My hunch is that Wing's original script didn't have a lot of walrus-barf jokes, but Sandler knows his base: He remembers that the fans who flocked to garbage like Mr. Deeds and AngerManagement were outraged by that lyrical absurdist romance Punch Drunk Love. So, there's lots of slapstick in the margins of every scene—lots of cuts to Lusia Strus, made to look even more androgynous than Julia Sweeney's Pat, and lots of gags that revolve around Astin flexing his glutes in a hopeless quest to become a bodybuilder. But through it all, 50 First Dates stays bravely true to its unresolvable premise. Henry keeps coming back, with no triumph lasting more than a few short hours.
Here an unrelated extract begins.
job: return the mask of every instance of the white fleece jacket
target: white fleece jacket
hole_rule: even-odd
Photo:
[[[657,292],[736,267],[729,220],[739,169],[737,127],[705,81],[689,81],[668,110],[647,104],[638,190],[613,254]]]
Will Lucy's love for him eventually take root? When she learns of her condition (not for the first time), she gives him advice on how to win her the next day: Bring lilies. She says she can't believe she regularly falls for a guy with an egg-shaped head.
That egg-shaped head is a little bigger these days: There's something regally entitled about Sandler's manner. The good part of this is that he's rarely in your face (he doesn't need to make every joke kill), and the warmth of his lazy delivery sneaks up on you. Over the years, he has developed his own agreeable stock company. Steve Buscemi isn't in this one, but the croaky bit player Blake Clark gives a breakthrough performance as Lucy's dad; Sean Astin makes the leap from the Shire with a fuddled and funny turn; and Dan Aykroyd has a touching scene as a brain doctor who taps Lucy's head and quips that her all-important sense-of-humor region is unimpaired. The camera lingers on all the bit players, giving them each a moment to shine. Even Rob Schneider is—
No, maybe not. Never mind.
50 First Dates belongs to Barrymore. I'd soured on her after last summer's nightmarish Charlie's Angels: Full Throttle (a real career-killer), but in a couple of seconds my memory of that debacle had been wiped clean. It's strange to think of her as coming from such a royal theatrical family: Part of her charm is a kind of inspired amateurishness. She has a melting sweetness that makes everything she does—even when, in this film, she has done it over and over—seem believably new. As in The Wedding Singer, she brings out the tenderness in Sandler's aggressive comedy stylings. And she brings out the tenderness in the audience that goes for those aggressive comedy stylings, too.
There's a larger Valentine's Day theme buried in 50 First Dates. Again and again, Lucy is wooed and won; and again and again she says, "There's nothing like a first kiss." (The movie's first and better title was 50 First Kisses.) Wing and director Peter Segal and Sandler and Barrymore have built a comedy around the thrill of first attraction, the sadness that comes from knowing it can't last, and the challenge of finding something in the heart to hang onto.